The mkdir command has a '-p' flag, and its descriptor is "no error if existing, make parent directories as needed". The second part of that statement says that mkdir will create a parent directory if the need be.

If you look at the output of mkdir in the second example, you will notice that mkdir created the 'songs' directory first and then created 'artists' under the 'songs' directory.

This indicates that mkdir will first make the necessary parent directories and then the child directory if you use the '-p' flag.

Create multiple child directories under a not-yet-existing parent directory

Let's try to create multiple child directories when the parent directory does not exist.

There are two ways to achieve this.

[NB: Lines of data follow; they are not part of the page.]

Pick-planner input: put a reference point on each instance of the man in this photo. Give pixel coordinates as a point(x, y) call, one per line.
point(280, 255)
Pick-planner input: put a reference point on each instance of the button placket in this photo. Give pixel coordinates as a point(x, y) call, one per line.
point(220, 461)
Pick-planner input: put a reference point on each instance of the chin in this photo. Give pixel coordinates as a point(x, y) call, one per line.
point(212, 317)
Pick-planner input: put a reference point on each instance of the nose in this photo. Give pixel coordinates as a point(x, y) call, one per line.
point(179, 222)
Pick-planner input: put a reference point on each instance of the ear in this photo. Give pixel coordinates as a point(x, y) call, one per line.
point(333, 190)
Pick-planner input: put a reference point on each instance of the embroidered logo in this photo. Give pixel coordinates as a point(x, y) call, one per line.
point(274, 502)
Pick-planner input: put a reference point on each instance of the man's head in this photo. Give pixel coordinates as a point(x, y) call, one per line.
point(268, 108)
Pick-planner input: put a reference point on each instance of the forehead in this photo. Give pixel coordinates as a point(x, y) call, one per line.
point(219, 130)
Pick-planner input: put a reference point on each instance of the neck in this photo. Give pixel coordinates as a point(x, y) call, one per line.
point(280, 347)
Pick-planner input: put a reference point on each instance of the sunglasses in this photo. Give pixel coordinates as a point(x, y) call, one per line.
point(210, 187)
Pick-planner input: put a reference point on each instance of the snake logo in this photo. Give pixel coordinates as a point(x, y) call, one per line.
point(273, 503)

Have a look:

$ mkdir -vp songs/artists songs/albums songs/genres songs/genres/classical songs/genres/pop
mkdir: created directory 'songs'
mkdir: created directory 'songs/artists'
mkdir: created directory 'songs/albums'
mkdir: created directory 'songs/genres'
mkdir: created directory 'songs/genres/classical'
mkdir: created directory 'songs/genres/pop'

Or, you can use the following command:

$ mkdir -vp songs/{artists,albums,genres/{classical,pop}}
mkdir: created directory 'songs'
mkdir: created directory 'songs/artists'
mkdir: created directory 'songs/albums'
mkdir: created directory 'songs/genres'
mkdir: created directory 'songs/genres/classical'
mkdir: created directory 'songs/genres/pop'

As you can see, both commands have the same output, but the latter one is faster to type.

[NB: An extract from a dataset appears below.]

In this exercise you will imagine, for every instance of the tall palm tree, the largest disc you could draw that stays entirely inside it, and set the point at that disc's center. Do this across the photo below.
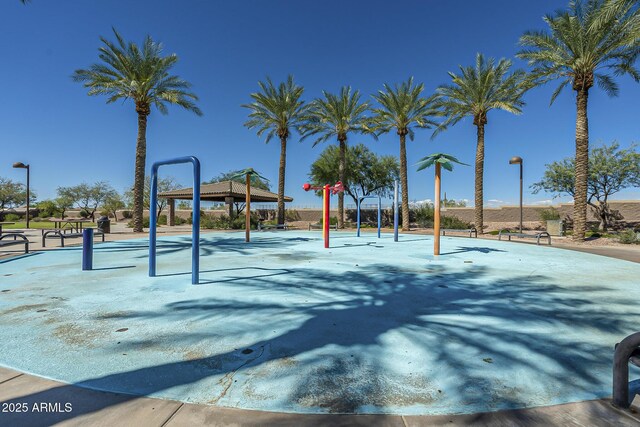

The '{}' curly brackets are used to specify a list, in this case, a list of directory names.

In this example, the parent directory 'songs' does not exist, so it was created. Then, the child directories 'artists', 'albums', and 'genres' are created. The directories 'classical' and 'pop' are listed under genres, so these two are the child directory of 'genres,' and they are created as I expected.

Conclusion

You can learn more about the mkdir command in the article below.

mkdir command: Create New Directories in Linux
mkdir is one of the essential Linux commands that every Linux user should know. You can create new directories using mkdir.

So, now you know how you can create a child directory when a parent directory does not exist - without creating each directory manually.